So I've decided that I'm going to build an autonomous drone. I'm using 3 gyroscopes and 3 accelerometers with measurements combined using a complimentary filter to get the plane's orientation relative to the fixed Earth coordinate system. The gyroscopes measure the angular velocity about each of the 3 Cartesian axises of the airplane in the plane's coordinate system. From what I understand, I "have" to use quaternions to convert the rotations from the ever-changing coordinate system of the plane to the fixed coordinate system of the the Earth, meaning that I want to convert rotations about the plane's axises to the equivalent rotations about the Earth's axises to get the true orientation. While I believe I understand the concepts fine, I'm not too sure about the math. If someone would be willing to explain, step by step, how one would create/manipulate a quaternion or quaternions to convert angular rotations from one coordinate system to angular rotations in another that would be incredibly helpful.
You don't have to use quaternions, however it simplifies the math and makes it easier to achieve the real-time processing which would be required in your drone.
It has been a while since I've played with the math, and I have no interest in doing this for you... but the basic concepts are pretty simple, actually.
The problem with Euler rotational systems is called 'gimbal-lock'. It has to do with the fact that some angles are not particularly easy to manage with floating-point mathematics, resulting in a jittering about an axis (because the underlying angle cannot be represented with sufficient precision to be correct).

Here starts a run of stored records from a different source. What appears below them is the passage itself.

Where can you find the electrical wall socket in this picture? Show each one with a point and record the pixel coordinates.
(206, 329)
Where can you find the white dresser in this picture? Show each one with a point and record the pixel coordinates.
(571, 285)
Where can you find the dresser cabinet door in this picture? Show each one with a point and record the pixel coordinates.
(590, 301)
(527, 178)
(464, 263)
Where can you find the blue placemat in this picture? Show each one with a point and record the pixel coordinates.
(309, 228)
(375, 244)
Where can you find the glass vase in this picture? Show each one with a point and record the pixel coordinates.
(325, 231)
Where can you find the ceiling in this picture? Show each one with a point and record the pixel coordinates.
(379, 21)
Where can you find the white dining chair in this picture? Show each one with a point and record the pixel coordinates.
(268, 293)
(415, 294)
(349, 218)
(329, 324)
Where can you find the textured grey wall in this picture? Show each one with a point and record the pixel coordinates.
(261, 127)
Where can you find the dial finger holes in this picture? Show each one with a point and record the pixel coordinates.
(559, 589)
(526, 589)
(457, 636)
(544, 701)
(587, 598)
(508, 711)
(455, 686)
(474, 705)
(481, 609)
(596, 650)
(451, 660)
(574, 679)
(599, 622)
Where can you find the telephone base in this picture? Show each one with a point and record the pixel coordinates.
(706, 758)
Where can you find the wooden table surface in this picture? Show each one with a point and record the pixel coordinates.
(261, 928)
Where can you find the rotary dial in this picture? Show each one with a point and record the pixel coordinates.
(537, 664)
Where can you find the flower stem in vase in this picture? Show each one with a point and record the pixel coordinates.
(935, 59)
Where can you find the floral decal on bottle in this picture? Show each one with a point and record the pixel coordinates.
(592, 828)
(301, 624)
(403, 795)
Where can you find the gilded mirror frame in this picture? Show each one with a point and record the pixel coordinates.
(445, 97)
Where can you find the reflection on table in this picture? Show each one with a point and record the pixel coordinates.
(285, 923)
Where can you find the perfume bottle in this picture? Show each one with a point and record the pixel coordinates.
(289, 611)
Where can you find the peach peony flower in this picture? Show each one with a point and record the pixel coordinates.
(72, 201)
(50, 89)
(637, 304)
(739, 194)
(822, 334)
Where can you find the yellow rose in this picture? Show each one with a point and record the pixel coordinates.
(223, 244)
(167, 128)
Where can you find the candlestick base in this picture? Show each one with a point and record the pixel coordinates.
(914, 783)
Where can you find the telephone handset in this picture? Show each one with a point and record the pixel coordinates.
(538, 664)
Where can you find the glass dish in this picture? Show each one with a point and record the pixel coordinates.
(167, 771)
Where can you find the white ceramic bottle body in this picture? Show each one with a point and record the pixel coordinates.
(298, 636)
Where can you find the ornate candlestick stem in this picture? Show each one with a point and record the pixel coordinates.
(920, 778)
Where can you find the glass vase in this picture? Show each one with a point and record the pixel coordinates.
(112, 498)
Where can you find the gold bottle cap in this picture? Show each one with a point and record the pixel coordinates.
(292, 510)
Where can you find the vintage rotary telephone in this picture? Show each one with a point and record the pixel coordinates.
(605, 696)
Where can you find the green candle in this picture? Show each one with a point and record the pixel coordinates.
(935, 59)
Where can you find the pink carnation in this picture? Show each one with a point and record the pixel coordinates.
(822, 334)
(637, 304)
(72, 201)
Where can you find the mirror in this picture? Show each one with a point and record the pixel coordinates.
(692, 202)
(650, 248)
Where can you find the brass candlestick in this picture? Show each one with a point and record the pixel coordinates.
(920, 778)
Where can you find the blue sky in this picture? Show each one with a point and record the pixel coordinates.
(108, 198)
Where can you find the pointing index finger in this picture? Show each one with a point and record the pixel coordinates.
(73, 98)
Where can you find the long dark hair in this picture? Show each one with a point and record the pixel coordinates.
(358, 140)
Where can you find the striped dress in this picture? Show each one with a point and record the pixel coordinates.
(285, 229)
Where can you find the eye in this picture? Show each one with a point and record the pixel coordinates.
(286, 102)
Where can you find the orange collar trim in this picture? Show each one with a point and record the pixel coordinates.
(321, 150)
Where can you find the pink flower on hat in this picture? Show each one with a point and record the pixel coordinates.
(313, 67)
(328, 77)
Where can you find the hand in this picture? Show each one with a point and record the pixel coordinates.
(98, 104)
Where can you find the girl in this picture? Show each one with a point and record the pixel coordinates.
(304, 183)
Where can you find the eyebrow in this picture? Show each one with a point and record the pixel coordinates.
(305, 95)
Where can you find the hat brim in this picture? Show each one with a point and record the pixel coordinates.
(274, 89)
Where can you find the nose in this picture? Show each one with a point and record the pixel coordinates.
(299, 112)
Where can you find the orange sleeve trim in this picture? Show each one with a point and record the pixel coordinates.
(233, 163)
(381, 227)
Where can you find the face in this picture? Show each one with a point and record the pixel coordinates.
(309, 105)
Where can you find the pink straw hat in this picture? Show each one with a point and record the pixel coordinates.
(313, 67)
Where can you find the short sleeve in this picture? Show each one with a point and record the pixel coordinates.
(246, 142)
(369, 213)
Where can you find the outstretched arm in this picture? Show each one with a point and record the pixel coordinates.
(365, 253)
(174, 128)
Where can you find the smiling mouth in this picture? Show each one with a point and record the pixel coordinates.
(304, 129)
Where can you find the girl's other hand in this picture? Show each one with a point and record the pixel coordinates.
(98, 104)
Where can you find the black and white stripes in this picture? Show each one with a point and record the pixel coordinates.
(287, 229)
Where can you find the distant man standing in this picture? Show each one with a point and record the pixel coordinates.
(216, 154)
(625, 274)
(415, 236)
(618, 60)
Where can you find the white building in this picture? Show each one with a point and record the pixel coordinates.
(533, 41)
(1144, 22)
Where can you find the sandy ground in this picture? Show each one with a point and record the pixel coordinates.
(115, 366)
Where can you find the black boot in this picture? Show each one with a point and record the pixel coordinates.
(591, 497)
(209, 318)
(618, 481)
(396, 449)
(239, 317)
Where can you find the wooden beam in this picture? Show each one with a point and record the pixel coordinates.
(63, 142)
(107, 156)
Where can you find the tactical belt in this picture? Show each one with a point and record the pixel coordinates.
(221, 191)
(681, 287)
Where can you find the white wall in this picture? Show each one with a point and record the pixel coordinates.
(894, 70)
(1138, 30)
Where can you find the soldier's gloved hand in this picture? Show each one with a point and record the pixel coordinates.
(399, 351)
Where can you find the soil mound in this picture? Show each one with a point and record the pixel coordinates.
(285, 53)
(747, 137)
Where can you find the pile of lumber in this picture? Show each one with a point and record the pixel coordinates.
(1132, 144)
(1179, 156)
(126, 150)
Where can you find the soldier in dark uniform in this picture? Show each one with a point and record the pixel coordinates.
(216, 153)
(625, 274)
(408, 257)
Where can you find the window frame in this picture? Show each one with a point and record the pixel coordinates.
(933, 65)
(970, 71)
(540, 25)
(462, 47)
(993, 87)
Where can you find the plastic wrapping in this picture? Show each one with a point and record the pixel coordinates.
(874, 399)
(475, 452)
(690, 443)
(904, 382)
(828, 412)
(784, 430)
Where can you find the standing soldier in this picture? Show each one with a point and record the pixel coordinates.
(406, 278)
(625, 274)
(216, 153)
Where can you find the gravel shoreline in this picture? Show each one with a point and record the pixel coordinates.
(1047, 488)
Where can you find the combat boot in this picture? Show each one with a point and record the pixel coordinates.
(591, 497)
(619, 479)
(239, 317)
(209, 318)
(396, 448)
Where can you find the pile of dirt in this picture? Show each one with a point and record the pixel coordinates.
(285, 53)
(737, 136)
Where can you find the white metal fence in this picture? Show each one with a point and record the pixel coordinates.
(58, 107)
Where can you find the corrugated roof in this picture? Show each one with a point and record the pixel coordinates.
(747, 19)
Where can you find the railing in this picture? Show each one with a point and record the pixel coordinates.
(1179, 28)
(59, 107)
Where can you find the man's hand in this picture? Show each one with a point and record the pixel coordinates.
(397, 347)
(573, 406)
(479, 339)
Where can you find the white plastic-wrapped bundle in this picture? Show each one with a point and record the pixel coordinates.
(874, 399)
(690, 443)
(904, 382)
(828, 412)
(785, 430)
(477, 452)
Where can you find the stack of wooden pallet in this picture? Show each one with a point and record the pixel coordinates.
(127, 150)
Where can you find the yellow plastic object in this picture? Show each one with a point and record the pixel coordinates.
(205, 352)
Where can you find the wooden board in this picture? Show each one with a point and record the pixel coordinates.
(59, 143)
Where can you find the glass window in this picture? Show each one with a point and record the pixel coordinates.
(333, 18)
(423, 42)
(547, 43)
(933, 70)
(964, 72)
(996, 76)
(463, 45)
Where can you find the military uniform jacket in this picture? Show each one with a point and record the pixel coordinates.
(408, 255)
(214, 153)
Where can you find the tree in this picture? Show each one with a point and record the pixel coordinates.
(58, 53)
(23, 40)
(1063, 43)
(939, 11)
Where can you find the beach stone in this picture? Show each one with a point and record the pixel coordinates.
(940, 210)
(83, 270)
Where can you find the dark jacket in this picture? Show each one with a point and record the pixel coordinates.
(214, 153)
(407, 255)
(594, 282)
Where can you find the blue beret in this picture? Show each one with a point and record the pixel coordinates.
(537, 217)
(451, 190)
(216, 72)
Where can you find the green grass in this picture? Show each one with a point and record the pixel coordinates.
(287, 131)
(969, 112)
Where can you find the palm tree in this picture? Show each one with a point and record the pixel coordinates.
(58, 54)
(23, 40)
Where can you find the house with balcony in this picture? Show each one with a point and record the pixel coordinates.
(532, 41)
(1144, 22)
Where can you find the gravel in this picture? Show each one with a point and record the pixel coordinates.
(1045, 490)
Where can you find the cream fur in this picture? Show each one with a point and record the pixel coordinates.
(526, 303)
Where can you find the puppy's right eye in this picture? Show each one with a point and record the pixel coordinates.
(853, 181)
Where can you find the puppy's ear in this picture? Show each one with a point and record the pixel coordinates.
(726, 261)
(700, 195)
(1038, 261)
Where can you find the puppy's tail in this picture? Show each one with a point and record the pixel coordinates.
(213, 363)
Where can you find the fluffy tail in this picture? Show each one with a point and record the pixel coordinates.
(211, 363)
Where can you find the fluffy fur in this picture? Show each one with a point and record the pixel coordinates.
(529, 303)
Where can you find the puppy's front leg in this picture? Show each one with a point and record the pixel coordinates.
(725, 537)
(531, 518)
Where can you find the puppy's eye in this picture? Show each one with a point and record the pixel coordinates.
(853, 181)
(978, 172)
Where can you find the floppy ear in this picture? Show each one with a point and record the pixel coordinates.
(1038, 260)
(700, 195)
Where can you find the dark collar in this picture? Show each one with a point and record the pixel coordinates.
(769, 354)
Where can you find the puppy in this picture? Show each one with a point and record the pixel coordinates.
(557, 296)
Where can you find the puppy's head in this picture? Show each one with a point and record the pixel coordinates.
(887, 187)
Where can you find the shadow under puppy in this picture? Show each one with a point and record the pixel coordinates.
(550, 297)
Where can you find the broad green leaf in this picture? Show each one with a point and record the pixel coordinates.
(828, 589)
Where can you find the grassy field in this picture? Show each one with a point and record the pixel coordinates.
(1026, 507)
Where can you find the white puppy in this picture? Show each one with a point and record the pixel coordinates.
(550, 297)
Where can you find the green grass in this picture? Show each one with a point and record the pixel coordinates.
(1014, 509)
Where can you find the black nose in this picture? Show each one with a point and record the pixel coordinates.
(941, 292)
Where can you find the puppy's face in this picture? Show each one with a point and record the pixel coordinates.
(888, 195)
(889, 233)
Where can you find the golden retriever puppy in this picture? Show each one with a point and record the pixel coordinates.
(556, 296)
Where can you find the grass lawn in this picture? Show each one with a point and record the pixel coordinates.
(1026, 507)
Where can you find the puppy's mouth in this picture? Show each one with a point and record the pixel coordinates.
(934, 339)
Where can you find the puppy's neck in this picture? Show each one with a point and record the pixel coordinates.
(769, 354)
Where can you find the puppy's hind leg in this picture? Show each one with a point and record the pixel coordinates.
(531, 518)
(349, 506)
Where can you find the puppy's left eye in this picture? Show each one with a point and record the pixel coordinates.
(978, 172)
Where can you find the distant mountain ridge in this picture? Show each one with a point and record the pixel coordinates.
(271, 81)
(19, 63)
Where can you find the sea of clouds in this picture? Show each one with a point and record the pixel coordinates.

Quaternions fix this by working in an imaginary cubic space, so that the values can be normalized to a more manageable floating-point range. (You don't actually have to care about the imaginary roots to use any of this.)
Transformations to your system work the same as before: multiply by an appropriate 2D transformation matrix.
(Just keep in mind that matrix multiplication is not commutative, so you have to make sure to do things in the proper order each time!)
Just some non-math advice: Since you're building a drone, you should research the laws of country/state you are in concerning air space and drone operation. I've heard some stories of hobbyists getting into deep trouble because they didn't have the proper papers and licenses. I'm not exactly sure, but it could be that these laws only apply to camera-mounted drones, but it varies from place to place anyways.
Legality should not be a problem here. A drone like this should easily qualify as an ultralight aircraft or just a regular model plane here in the US. But as usual check local laws. Those people get into trouble for doing stupid crap like trying to fly through the middle of downtown or too close to an airfield (private airfields count and aren't always clearly visible), which is a safety hazard for obvious reasons. Otherwise this isn't any different from flying a model plane.
@ OP: So how far are you trying to go here? I have to say I've built dozens of free flying devices in my life and I've never touched on any of this.
I plan on this thing being able to traverse from way point to way point completely on its own, then return to where I launched it from. The only thing I will be doing manually is takeoff and landing. I've searched around and haven't been able to find any laws that I would be in violation of, so long as it stays less than 700 feet off the ground and obviously out of restricted airspaces.
As for the original topic of quaternions, thank you all for the references. I'll definitely be looking at them and working out the math and trying to wrap my mind around all of it. Right now I'm in the middle of all my AP exams and I have my final presentation for an engineering class that I'm in, but once all of that is out of the way this project will resume.